Una raccolta di racconti gialli, una passerella di personaggi loschi e imprevedibili che si mascherano da disinteressati spettatori. Personaggi comuni che mai desterebbero sospetti: pensionati, artigiani, svanite nobiltà, barboni in cerca di riscatto, vecchi in cerca dell’oblio … Sono tutti qui a raccontarci i loro misfatti sotto la pressante indagine di un disinvolto commissario di polizia.

Caffè corretto per Vilasi

Sono storie paesane, che raccontano vizi e virtù della nostra gente sullo sfondo di un paesaggio, facilmente riconoscibile come il nostro. Il lago: Un viaggio dei sentimenti a bordo della zattera della vita fra l’indifferenza della gente e l’angoscia del protagonista. Un paese dell’entroterra: un delitto d’onore che solo il tempo proverà che è un grosso equivoco. Un uomo solo in balia degli umori della sua gente. Assassinio al monastero: Un misterioso assassinio che si consuma fra reliquie e arcate cariche di storia, sullo sfondo delle lumine in onore della Vergine Santissima della Visitazione. L’impietosa analisi di sogni e delusioni di vecchi compagni di scuola nella ricorrenza del 50° anniversario del Diploma.

Le luci dell’alba illuminano la sera

Le luci dell’alba illuminano la sera è una raccolta di storie che si snodano fra scenari inquietanti che evidenziano inconsce paure e debolezze dei suoi protagonisti. Sono cinque racconti gialli a sfondo psicologico, dove la percezione che i personaggi hanno della vita, riesce sempre a ingannare la realtà che li circonda, spesso a loro insaputa. È una carrellata di eventi che sorprendono i protagonisti e ne offuscano nel profondo la coscienza. Alla fine, solo innato orgoglio e casualità, riescono a sollevarli sul podio dei campioni, a dispetto della loro fragilità.

un uomo vecchio con il cappello

Un Uomo vecchio con il cappello, alla soglia dei suoi ottanta anni, è un uomo deluso alla ricerca del proprio destino che rivisita un percorso storico, a partire dalla seconda metà del novecento fino ai giorni nostri.
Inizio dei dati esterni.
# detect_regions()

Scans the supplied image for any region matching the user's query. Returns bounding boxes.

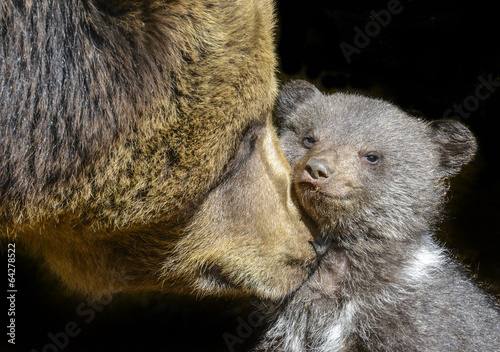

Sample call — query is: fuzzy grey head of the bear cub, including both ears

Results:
[276,81,476,240]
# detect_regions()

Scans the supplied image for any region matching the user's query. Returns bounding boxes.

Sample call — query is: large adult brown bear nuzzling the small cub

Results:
[0,0,316,298]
Una  vicenda umana surreale che si snoda fra un Monastero Benedettino e un borgo medievale e coinvolge investigatori privati, polizia e malavita organizzata, sullo sfondo di uno scenario socio culturale  di un secolo tormentato che, visto da lontano, suscita stupore, a volte tenerezza. Un uomo vecchio con il cappello non è il simbolo di uno status sociale, ma è l’emblema di un percorso di vita, bizzarro nella sua normalità, inconsueto nella sua finalità. E’ il sorprendente racconto di un uomo che non si è mai realizzato, nostalgico del suo passato, quando giovane e desiderato braccava le ore del giorno come se fossero le ultime  a morire.